- Native name: 朱文正
- Born: Unknown
- Died: 1360s
- Allegiance: Zhu Yuanzhang
- Rank: Grand Commandant
- Conflicts: Battle of Hongdu
- Children: Zhu Shouqian

= Zhu Wenzheng =

Ming dynasty military figure and imperial kinsman

Zhu Wenzheng (朱文正 (朱文正, Zhū Wénzhèng, Chu Wen-cheng); died 1360s), childhood name Lüma (驢馬), was a military figure in the late Yuan dynasty and a kinsman of the future imperial family of the Ming dynasty. He was the nephew of Zhu Yuanzhang, the future Hongwu Emperor, and the son of Zhu Xinglong, Prince of Nanchang. His wife Xie Cuiying was the elder sister of Xie Cuie, the wife of Xu Da.

== Biography ==

Zhu Wenzheng's father Zhu Xinglong was the elder brother of Zhu Yuanzhang. Zhu Xinglong died during the famine in the Huai region in 1344. Because of the severity of the famine, Zhu Xinglong's wife, Lady Wang, left the Zhu family with her son Zhu Wenzheng. After learning that her husband's younger brother Zhu Yuanzhang had joined the Red Turbans and captured Chuzhou, she and Zhu Wenzheng went to join him. Zhu Yuanzhang raised Zhu Wenzheng as if he were his own son.

Zhu Wenzheng was brave and skilled in battle. He crossed the Yangtze with Zhu Yuanzhang's forces and took part in the capture of Jinling. Because of his repeated military achievements, he was promoted to assistant administrator of the Bureau of Military Affairs. Zhu Yuanzhang once asked him what office he wished to hold. Zhu Wenzheng replied that if his uncle succeeded in his great enterprise, wealth and honour would naturally follow, and that granting offices and rewards first to relatives would make it difficult to command public respect. Zhu Yuanzhang was pleased by this answer and became even fonder of him.

In 1363, when Zhu Yuanzhang held the title Prince of Wu, he appointed Zhu Wenzheng as Grand Commandant and gave him command over military affairs. After Jiangxi was again brought under control, Zhu Wenzheng was stationed at Hongdu, present-day Nanchang, to guard the southwest. The position was considered so important that only a close imperial kinsman or a senior trusted minister could hold it.

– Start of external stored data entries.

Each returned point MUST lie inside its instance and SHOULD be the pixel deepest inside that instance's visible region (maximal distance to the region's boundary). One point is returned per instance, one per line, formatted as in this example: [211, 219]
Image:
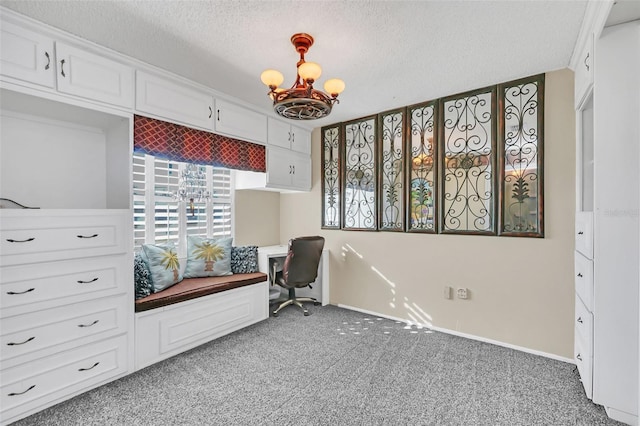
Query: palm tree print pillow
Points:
[207, 257]
[163, 265]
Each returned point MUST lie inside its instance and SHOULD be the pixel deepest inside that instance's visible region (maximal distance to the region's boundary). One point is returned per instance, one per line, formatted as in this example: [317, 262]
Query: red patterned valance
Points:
[180, 143]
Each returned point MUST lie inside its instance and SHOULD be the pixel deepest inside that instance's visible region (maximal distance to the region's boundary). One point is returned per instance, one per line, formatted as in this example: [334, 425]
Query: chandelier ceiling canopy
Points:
[302, 101]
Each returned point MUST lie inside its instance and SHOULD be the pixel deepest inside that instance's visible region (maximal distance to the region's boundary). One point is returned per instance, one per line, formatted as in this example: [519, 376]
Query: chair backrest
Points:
[301, 265]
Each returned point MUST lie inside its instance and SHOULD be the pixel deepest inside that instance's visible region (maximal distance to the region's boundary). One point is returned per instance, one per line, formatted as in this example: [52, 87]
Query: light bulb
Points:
[272, 78]
[309, 71]
[334, 86]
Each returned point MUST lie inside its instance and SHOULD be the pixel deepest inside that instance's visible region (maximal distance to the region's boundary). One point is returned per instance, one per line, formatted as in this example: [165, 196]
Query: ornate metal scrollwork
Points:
[360, 175]
[331, 177]
[467, 173]
[521, 144]
[391, 171]
[422, 179]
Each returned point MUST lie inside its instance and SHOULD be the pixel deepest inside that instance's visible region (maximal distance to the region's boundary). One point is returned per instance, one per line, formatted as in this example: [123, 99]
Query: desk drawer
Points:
[28, 333]
[58, 237]
[50, 284]
[46, 380]
[584, 279]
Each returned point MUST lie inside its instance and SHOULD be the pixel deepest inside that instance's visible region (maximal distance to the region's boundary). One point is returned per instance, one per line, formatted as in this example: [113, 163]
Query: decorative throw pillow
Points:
[142, 277]
[207, 257]
[244, 259]
[163, 264]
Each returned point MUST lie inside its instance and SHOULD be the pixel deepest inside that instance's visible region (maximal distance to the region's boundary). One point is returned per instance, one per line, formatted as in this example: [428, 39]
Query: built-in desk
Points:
[269, 255]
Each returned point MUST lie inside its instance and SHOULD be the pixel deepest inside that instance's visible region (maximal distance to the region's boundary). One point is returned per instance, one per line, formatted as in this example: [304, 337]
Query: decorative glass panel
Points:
[360, 175]
[331, 177]
[422, 168]
[522, 155]
[468, 163]
[391, 171]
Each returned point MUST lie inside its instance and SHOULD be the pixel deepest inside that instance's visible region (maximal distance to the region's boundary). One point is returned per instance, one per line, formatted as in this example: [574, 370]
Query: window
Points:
[160, 217]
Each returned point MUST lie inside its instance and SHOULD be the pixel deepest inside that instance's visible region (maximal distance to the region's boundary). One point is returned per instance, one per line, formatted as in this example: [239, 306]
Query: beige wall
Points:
[256, 218]
[521, 289]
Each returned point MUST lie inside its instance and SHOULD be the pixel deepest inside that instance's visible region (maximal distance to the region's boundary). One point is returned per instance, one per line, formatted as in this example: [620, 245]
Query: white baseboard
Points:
[465, 335]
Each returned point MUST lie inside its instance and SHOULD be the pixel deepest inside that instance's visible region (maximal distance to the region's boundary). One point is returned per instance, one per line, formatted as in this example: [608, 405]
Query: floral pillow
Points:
[207, 257]
[163, 264]
[244, 259]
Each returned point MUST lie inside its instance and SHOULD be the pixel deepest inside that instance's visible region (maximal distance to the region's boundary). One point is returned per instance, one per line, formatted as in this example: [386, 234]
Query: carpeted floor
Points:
[338, 367]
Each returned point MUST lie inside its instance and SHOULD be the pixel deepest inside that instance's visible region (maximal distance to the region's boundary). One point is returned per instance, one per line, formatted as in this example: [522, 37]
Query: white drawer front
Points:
[59, 237]
[584, 233]
[50, 284]
[584, 362]
[36, 383]
[25, 334]
[584, 279]
[584, 325]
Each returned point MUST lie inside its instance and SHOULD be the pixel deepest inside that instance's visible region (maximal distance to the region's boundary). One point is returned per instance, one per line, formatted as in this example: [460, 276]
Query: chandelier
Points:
[302, 101]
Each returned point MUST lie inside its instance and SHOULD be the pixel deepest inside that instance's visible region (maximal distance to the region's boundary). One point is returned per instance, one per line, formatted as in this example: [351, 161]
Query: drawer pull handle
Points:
[87, 236]
[21, 393]
[20, 241]
[20, 292]
[21, 343]
[88, 325]
[87, 369]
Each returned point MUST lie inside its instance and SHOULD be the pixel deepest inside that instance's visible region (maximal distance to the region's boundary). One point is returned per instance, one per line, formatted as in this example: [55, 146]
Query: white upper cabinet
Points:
[174, 101]
[94, 77]
[26, 55]
[584, 72]
[287, 136]
[239, 122]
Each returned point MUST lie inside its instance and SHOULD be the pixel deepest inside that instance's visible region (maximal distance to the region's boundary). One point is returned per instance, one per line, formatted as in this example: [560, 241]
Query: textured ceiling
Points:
[389, 53]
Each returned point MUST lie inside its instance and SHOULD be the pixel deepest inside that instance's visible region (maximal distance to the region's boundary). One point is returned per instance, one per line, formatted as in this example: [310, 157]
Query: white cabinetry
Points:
[239, 122]
[607, 229]
[94, 77]
[26, 55]
[287, 136]
[173, 101]
[288, 170]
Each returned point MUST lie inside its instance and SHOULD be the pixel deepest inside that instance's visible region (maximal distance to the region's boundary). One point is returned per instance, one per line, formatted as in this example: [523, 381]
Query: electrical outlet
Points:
[462, 293]
[447, 292]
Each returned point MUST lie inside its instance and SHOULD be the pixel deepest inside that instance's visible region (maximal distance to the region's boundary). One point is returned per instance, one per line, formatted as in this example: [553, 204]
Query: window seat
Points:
[196, 311]
[191, 288]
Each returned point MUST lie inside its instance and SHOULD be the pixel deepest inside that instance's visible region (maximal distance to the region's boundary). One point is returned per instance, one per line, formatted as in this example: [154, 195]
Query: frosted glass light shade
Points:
[272, 78]
[334, 86]
[309, 71]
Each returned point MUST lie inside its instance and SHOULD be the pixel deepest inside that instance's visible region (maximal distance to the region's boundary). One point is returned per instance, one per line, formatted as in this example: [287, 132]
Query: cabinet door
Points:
[279, 168]
[93, 76]
[279, 133]
[301, 140]
[26, 55]
[174, 101]
[239, 122]
[301, 178]
[584, 72]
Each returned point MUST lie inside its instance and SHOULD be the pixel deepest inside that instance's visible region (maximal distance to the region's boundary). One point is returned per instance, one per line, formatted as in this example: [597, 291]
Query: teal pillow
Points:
[208, 257]
[163, 264]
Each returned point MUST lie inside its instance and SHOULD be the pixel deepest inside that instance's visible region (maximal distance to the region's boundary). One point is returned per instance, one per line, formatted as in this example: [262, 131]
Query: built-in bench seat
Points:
[191, 288]
[196, 311]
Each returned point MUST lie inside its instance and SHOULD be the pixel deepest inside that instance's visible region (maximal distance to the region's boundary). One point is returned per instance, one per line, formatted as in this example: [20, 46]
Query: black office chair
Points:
[300, 269]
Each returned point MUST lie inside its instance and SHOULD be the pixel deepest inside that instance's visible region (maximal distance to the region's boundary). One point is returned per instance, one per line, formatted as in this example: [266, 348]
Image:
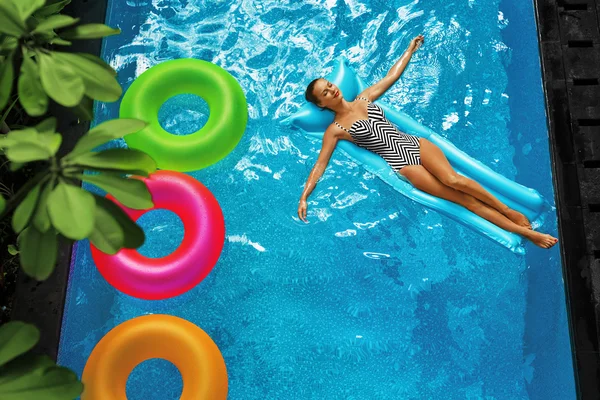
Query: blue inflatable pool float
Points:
[313, 121]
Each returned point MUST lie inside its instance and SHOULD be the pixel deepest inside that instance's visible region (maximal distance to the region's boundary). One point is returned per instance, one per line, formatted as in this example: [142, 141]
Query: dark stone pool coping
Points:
[569, 37]
[42, 303]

When Chen Youliang led a large army to besiege Hongdu, Zhu Wenzheng resisted him in the Battle of Hongdu. He repeatedly repelled Chen's assaults and held the city for eighty-five days until Zhu Yuanzhang personally led reinforcements. Chen then lifted the siege and withdrew to Poyang Lake, where he confronted Zhu Yuanzhang. Zhu Wenzheng also cut Chen's supply routes, contributing to Chen's eventual defeat. He later sent He Wenhui and others to attack prefectures and counties that had not yet submitted.

Zhu Wenzheng received great credit for the pacification of Jiangxi. However, he later became dissolute and violent. According to Liu Chen's Guochu shiji, he entrusted clerks such as Wei Dake with authority, abducted women from local households, and caused many deaths. Zhu Yuanzhang recalled him for punishment. Guo Zizhang, Liu Zhongfu, Wei Dake and Wang the marshal were executed for failing to remonstrate with him, and more than fifty of Zhu Wenzheng's attendants and subordinates were punished by having the tendons of their feet cut.

After Zhu Yuanzhang returned to the capital, he richly rewarded generals such as Chang Yuchun and Liao Yongzhong with gold and silk. Zhu Wenzheng, despite his achievements, was not rewarded. Angered, he became increasingly unrestrained and allowed his subordinates to plunder the wives and daughters of those under his authority. The surveillance commissioner Li Yinbing memorialized that Zhu Wenzheng had become arrogant and resentful. Zhu Yuanzhang sent an envoy to reprimand him. Zhu Wenzheng became afraid, and Li Yinbing further reported that he harboured disloyal intentions.

Zhu Yuanzhang immediately travelled by boat to the city and summoned Zhu Wenzheng. When Zhu Wenzheng came out hurriedly to meet him, Zhu Yuanzhang repeatedly asked, "What are you planning to do?" Zhu Wenzheng was then escorted back to Jinling. Empress Ma interceded on his behalf, saying that the young man was merely strong-willed and had no other intention. Zhu Wenzheng was therefore dismissed from office and placed under house arrest at Tongcheng, where he died not long afterwards.

== Aftermath ==

In 1370, Zhu Yuanzhang, by then the Hongwu Emperor, enfeoffed Zhu Wenzheng's eight-year-old son Zhu Shouqian as Prince of Jingjiang and sent him to his fief at Guilin. Zhu Shouqian became the only Ming princely ruler who was not descended from Zhu Yuanzhang himself.